There are a few other problems with your code:
  • In your curve-fitting application, you want to minimise the sum-of-squared differences between your function and your P data. The fminsearch function minimises the function you give it. Your function has to calculate the sum-of-squared differences.
  • You need to vectorise your code in this instance. Note that I replaced ‘*’ with ‘.*’ and ‘/’ with ‘./’. This does element-by-element operations, which is what you actually want to do here. Otherwise MATLAB interprets this as matrix division and throws an error. Exponentiation ( ‘^’ ) also requires this ( ‘.^’ ).

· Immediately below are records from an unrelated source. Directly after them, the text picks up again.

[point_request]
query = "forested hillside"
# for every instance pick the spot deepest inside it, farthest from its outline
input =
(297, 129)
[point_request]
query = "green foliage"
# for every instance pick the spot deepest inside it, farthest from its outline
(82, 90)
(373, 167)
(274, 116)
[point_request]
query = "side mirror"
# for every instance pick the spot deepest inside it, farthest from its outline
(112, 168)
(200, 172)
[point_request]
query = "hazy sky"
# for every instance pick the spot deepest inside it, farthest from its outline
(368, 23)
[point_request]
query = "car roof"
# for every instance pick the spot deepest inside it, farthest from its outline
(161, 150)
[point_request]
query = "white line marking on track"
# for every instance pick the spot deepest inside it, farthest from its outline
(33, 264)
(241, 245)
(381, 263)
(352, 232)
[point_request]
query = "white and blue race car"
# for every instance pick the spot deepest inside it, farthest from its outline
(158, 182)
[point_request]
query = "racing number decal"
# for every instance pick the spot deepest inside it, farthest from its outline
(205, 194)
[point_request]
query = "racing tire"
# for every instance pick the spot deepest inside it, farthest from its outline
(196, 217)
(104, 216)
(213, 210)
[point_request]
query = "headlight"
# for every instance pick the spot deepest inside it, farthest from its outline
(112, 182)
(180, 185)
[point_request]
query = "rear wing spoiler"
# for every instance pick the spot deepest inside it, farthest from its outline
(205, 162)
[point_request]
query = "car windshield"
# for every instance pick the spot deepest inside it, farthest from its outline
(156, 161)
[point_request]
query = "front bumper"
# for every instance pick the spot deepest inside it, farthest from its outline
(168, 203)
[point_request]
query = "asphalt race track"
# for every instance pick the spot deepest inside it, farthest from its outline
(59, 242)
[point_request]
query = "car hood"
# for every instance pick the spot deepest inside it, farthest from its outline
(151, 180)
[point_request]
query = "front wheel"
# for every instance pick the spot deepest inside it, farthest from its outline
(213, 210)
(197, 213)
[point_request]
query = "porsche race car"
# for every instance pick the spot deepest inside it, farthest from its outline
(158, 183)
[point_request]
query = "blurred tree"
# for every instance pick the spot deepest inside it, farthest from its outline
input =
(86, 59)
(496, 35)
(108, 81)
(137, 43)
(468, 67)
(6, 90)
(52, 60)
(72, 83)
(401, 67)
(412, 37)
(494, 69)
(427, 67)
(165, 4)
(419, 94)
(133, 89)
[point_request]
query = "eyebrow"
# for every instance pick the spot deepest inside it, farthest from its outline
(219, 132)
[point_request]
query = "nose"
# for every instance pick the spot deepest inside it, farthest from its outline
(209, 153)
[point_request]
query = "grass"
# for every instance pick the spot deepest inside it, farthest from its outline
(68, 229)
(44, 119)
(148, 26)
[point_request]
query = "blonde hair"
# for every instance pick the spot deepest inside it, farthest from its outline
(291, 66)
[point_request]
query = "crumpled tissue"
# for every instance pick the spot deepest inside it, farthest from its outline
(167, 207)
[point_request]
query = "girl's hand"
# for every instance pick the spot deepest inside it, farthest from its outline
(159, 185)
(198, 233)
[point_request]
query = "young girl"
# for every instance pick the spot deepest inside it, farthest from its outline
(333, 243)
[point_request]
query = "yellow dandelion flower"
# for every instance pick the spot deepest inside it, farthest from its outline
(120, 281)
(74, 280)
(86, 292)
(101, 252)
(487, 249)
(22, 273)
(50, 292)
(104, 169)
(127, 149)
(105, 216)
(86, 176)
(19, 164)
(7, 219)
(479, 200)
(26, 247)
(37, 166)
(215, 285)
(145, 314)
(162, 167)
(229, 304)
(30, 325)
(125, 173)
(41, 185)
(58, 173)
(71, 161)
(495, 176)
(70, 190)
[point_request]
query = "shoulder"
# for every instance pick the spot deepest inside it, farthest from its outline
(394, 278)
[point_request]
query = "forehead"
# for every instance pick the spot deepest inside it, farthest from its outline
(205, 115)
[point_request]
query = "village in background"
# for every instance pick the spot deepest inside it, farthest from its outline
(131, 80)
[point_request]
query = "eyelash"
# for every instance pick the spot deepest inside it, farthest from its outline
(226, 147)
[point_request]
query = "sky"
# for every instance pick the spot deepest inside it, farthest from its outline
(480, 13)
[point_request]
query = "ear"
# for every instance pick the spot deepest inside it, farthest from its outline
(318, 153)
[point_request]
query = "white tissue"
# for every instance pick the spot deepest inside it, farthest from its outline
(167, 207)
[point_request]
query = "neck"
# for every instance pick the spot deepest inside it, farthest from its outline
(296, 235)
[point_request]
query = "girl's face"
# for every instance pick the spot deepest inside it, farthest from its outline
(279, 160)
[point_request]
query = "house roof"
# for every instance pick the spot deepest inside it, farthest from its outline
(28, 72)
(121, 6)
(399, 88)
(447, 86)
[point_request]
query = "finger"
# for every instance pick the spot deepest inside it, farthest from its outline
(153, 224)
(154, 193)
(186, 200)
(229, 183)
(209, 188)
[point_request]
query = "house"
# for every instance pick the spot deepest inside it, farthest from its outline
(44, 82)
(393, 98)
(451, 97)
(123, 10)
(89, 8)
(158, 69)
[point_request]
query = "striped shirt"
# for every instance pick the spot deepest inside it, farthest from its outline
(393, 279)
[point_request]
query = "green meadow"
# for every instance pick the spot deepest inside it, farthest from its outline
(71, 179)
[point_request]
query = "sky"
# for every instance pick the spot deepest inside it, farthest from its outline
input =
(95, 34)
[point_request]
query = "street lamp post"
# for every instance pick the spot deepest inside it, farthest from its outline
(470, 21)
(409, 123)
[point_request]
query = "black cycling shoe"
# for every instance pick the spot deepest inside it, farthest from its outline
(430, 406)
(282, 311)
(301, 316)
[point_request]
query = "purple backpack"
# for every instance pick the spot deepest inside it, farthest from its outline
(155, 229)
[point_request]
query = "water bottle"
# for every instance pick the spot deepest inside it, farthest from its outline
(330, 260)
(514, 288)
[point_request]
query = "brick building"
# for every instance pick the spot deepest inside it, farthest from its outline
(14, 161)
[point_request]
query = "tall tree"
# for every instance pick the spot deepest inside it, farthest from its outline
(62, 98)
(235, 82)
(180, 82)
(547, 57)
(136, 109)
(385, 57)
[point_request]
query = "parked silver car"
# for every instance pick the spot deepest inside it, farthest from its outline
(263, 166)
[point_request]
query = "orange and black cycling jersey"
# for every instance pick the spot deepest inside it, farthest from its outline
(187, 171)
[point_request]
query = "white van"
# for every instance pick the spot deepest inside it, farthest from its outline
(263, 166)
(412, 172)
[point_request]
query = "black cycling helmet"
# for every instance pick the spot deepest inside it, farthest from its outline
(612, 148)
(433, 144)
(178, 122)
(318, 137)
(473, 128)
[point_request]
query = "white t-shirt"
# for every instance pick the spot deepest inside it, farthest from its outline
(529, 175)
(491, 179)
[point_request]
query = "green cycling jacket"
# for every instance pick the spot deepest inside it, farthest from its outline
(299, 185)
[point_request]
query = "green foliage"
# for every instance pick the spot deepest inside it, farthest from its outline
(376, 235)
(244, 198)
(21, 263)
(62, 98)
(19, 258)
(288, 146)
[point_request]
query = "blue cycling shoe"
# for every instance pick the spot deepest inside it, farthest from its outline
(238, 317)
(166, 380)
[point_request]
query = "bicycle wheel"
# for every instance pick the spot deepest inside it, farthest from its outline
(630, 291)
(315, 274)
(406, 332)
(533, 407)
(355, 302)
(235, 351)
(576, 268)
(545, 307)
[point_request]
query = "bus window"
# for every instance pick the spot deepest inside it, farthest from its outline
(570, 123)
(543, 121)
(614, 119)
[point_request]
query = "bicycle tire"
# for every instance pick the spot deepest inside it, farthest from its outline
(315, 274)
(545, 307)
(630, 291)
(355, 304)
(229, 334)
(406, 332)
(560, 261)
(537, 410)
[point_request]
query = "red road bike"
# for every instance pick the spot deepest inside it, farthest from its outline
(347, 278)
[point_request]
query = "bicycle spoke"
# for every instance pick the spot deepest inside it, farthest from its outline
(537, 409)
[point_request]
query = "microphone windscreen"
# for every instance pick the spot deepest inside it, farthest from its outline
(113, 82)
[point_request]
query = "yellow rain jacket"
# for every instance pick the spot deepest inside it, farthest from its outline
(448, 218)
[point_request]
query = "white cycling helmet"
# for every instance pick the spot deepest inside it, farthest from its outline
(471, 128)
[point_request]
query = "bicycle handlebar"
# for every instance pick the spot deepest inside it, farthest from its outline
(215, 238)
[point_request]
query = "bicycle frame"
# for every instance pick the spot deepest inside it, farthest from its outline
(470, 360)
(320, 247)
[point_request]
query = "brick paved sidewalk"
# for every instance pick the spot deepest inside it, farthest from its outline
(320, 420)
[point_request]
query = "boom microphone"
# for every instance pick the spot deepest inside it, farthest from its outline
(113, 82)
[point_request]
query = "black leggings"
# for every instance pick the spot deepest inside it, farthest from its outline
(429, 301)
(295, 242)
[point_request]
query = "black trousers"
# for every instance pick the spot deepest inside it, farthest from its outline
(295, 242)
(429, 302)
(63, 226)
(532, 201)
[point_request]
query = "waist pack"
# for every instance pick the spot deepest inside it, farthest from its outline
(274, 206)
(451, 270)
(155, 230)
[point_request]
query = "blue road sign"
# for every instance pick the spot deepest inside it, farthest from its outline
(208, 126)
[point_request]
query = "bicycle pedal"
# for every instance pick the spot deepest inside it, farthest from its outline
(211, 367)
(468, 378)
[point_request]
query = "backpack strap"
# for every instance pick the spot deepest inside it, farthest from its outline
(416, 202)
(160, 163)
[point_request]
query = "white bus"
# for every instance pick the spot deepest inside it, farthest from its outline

This version works, and provides an acceptably good fit:
% Non-Linear Regression
% clear, clc, close all;
I = [50 80 130 200 250 350 450 550 700];
P = [99 177 202 248 229 219 173 142 72];
% func = @(x) P - x(1).*(I./x(2)).*exp((-I./x(2))+1);
func2 = @(x) sum((P - x(1).*(I./x(2)).*exp((-I./x(2))+1)).^2);
[x,fval] = fminsearch(func2,[100,100])
Ivct = linspace(min(I),max(I));
fitfcn = @(x,I) x(1).*(I./x(2)).*exp((-I./x(2))+1);
figure(1)
plot(Ivct, fitfcn(x,Ivct), '-r')
hold on
plot(I, P, '.b')
hold off
grid
  2 Comments
Jeffrey Denomme
Jeffrey Denomme on 1 Mar 2014
So you took the sum of the squares as the function passed to fminsearch to evaluate? Then used the evaluated range of I to plot the function?
Star Strider
Star Strider on 1 Mar 2014
Edited: Star Strider on 1 Mar 2014
Yes. There are other cost functions you can use, but sum-of-squares is probably the easiest and most widely used. My func2 calculates the sum-of-squares difference between your function and your P variable. Then fminsearch minimises it.
I then used linspace to generate a vector of 100 I values to approximate the fitted function more smoothly. (My fitfcn simply makes the code for the plot a bit easier to write.)